Papaia fermentata inoltre concorre a distruggere i radicali idrossilici, i più pericolosi e ad attivare la SuperOssidoDismutasi evitando un precoce invecchiamento cellulare, agendo positivamente anche sull’ eziogenesi delle malattie degenerative.
Integratori antiossidanti
Vi sono anche molte sostanze, sotto varie forme, che possiamo integrare, su consiglio dell’erborista, per un’azione antiossidante. Ognuna di queste ha anche altre azioni, per questo, come sempre, è necessario personalizzare in seguito ad una consulenza accurata e in base alle esigenze soggettive, che tenga conto dello stile di vita, delle condizioni di salute, di eventuali farmaci assunti.
Acido alfa lipoico – un aiuto per la glicemia alta
E’ un composto solforato prodotto dal nostro organismo che però si ritiene indispensabile in caso di neuropatia diabetica. Viene assorbito nell’intestino, da cui passa al fegato che lo distribuisce ai vari distretti dell’organismo.
Esercita una potente azione antiossidante, ma è anche un importante energetico, in quanto agisce sull’aumento dell ATP, la nostra “benzina” cellulare. Viene utilizzato anche in caso di intossicazione alimentare da funghi e cadmio o di inalazione di esano.
Gli studi sulla neuropatia diabetica hanno evidenziato un miglioramento del flusso ematico e una maggiore ossigenazione del sangue, agisce sulla ricaptazione del glucosio, pertanto può avere un’attività antidiabetica.

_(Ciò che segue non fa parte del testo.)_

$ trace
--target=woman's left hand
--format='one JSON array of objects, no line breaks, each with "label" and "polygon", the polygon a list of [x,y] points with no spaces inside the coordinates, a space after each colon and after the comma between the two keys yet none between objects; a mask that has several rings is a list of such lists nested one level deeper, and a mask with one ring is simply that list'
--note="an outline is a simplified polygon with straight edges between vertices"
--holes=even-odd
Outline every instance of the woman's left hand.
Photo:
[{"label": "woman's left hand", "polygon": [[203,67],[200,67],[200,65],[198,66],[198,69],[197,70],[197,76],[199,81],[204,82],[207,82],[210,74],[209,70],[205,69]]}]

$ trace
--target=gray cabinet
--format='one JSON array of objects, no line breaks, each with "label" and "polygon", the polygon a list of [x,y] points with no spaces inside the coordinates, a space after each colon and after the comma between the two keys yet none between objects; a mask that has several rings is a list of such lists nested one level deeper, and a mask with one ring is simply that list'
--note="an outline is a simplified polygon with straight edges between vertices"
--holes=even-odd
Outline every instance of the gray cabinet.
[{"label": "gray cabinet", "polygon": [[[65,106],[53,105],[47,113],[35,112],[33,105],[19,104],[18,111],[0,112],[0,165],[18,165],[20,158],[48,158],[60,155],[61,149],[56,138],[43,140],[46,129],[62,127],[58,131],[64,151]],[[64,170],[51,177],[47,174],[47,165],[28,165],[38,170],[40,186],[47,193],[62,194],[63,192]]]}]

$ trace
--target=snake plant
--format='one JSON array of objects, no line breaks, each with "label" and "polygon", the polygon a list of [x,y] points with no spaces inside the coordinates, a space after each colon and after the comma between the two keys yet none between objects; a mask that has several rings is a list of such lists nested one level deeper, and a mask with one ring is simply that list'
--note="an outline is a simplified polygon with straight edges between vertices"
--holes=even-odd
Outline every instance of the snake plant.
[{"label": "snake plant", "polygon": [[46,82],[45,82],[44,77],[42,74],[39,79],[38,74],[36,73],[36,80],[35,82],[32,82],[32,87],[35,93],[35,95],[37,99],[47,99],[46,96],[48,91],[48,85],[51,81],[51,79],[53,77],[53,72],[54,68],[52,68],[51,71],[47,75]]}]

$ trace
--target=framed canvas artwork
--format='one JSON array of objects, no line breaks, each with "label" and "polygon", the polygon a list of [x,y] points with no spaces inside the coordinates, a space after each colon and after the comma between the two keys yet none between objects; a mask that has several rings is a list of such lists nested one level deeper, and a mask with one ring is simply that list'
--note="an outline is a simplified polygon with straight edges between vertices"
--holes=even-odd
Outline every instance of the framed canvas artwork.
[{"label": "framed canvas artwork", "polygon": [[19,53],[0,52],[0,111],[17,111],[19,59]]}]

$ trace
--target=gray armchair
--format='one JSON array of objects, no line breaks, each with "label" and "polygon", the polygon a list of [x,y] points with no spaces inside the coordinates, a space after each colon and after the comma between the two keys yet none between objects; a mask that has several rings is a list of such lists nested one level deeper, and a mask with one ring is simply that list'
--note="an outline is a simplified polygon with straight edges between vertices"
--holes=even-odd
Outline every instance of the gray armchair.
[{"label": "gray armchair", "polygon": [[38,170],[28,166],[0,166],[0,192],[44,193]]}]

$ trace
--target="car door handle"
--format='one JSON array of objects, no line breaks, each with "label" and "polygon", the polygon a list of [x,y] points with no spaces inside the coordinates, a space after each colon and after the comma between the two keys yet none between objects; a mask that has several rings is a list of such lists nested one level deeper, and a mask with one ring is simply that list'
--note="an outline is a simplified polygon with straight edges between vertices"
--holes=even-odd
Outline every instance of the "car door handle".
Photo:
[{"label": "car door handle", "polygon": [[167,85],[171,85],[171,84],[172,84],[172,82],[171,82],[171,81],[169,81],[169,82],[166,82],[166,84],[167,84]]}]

Acetilcisteina – depurativo della cellula epatica, indispensabile per i fumatori
E’ un aminoacido solforato, denominato comunemente NAC, che viene rapidamente assorbito a livello gastrointestinale e trasportato al fegato. E’ un potente fluidificante delle secrezioni bronchiali, i fumatori dovrebbero fare sempre un ciclo ogni sei mesi di questo integratore, perchè riduce i problemi respiratori legati all’eccessiva viscosità dell e secrezioni bronchiali.
E’ antiossidante e protettivo della cellula epatica, in quanto favorisce la formazione di un altro prodotto del nostro organismo, il glutatione.
Olio di Krill – il più ricco di Astaxantina

Il Krill è costituito da 85 varietà di piccoli crostacei simili ai gamberetti, che costituiscono un’importante biomassa nell’Oceano antartico e rappresentano un’importante fonte di cibo per le balene.
Contiene molti grassi polinsaturi EPA e DHA, ma anche astaxantina, un potentissimo antiossidante, utile per lo sviluppo cerebrale e delle funzioni cognitive e per un buon funzionamento dell’apparato cardiovascolare. Ha infatti un potere antiossidante 6000 volte maggiore della Vitamina C E 500 volte maggiore della vitamina E.
Evitare di assumere olio di krill in caso di allergia ai crostacei
Coenzima Q10 – protegge anche il nostro cuore

Il Coenzima Q10 è una sostanza di tipo lipofilo presente anche nel corpo umano, presente principalmente nei mitocondri, le sedi energetiche delle nostre cellule, e in particolar modo nel muscolo cardiaco.
E’ importantissimo per la respirazione cellulare e di conseguenza per l’energia, soprattutto dei nostri muscoli, ricordiamo che il muscolo più importante del nostro organismo è il nostro cuore, pertanto non deve assolutamente mancare, soprattutto i
n caso di disturbi cardiovascolari.
E’ anche un potente antiossidante e risulta utile quando si assumono statine e in caso di disturbi gengivali quali la parodontite.